The Farrata is a typical savory pie, also known as rustico, from Manfredonia, a city in the Gargano promontory. Its name takes from its main ingredient, the spelt (called farro in Italian).

Its origin dates back to ancient Rome where, during the wedding rites of the nobility, the farrata was broken in parts and offered to the couple to consecrate their union. Today this rustico is prepared in occasion of the Carnival of Manfredonia, an event deeply felt by locals and renowned throughout Italy. Basically, with no farrata there would be no Carnival in Manfredonia!

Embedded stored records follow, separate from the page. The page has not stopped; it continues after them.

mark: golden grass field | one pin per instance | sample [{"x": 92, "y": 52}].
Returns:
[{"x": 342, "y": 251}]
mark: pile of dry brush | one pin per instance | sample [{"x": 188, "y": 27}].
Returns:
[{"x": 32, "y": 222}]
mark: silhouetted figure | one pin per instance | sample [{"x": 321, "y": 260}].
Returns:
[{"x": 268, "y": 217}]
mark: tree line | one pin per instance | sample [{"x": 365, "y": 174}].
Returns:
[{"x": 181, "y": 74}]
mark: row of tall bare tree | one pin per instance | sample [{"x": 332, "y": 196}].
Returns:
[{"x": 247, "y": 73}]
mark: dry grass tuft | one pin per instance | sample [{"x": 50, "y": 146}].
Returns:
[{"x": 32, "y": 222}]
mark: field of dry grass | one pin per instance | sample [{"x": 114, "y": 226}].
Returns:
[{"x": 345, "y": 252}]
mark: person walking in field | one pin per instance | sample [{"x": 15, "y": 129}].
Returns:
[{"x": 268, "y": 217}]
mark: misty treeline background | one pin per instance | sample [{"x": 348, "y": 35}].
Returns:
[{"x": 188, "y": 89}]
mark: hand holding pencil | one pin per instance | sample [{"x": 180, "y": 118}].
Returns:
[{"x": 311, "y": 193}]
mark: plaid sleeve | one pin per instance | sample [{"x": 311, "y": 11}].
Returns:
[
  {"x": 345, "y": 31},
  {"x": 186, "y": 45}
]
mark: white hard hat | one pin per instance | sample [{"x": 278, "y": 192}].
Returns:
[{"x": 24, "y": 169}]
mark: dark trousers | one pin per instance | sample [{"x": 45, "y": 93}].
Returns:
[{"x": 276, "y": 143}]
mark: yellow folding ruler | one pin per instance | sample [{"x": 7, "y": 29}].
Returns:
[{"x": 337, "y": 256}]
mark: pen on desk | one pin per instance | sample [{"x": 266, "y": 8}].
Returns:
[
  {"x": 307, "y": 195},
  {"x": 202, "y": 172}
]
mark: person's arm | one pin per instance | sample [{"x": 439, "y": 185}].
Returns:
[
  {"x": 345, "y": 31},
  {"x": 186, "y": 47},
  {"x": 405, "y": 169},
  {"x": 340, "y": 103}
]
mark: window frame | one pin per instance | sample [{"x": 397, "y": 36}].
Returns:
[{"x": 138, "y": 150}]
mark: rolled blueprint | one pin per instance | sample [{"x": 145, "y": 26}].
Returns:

This recipe comes from Vittorio, a young boy from Manfredonia with a great passion for his city, who during these days of Carnival intrigued us with the picture of this delicious dish of his local tradition.
With great dedication Vittorio has been able to find out the original recipe so now you just have to roll up your sleeves and knead! Believe us, it will be worth it… just look at the pictures!

Difficulty

Difficulty: Medium

Cooking Time

Time: 90 min

Portions

Serving: 8

 

Ingredients

  • For the Pastry:
  • 1kg flour 00
  • Water
  • 2 egg yolks
  • Salt
  • For the filling:
  • 500 spelt
  • 1.5 kg of ricotta cheese
  • Mint & Cinnamon
  • Salt & Pepper

Preparartion

Cook the spelt in plenty of lightly salted water, in the meantime wash the mint and chop it. Mix the ricotta cheese with the spelt, mint, pepper, salt and cinnamon (if you don’t like cinnamon you can also leave it out).
Leave to filling to rest and then prepare the dough by mixing the flour with salt and water. When the dough is ready, prepare a sheet of 2/3 mm and with a knife cut in circular shapes.
Put some filling over and cover with a second sheet. Close the edges by pressing with your fingers or a fork. Sting the surface of the pie and brush it over with some beaten egg. Put in the oven at 180 degrees and wait for it to become a lightly golden, like in the photos. Buon appetito!

Obviously if you want to taste the best farrate you can only find them in Manfredonia, so don’t forget to pay a visit if you’re coming to Gargano!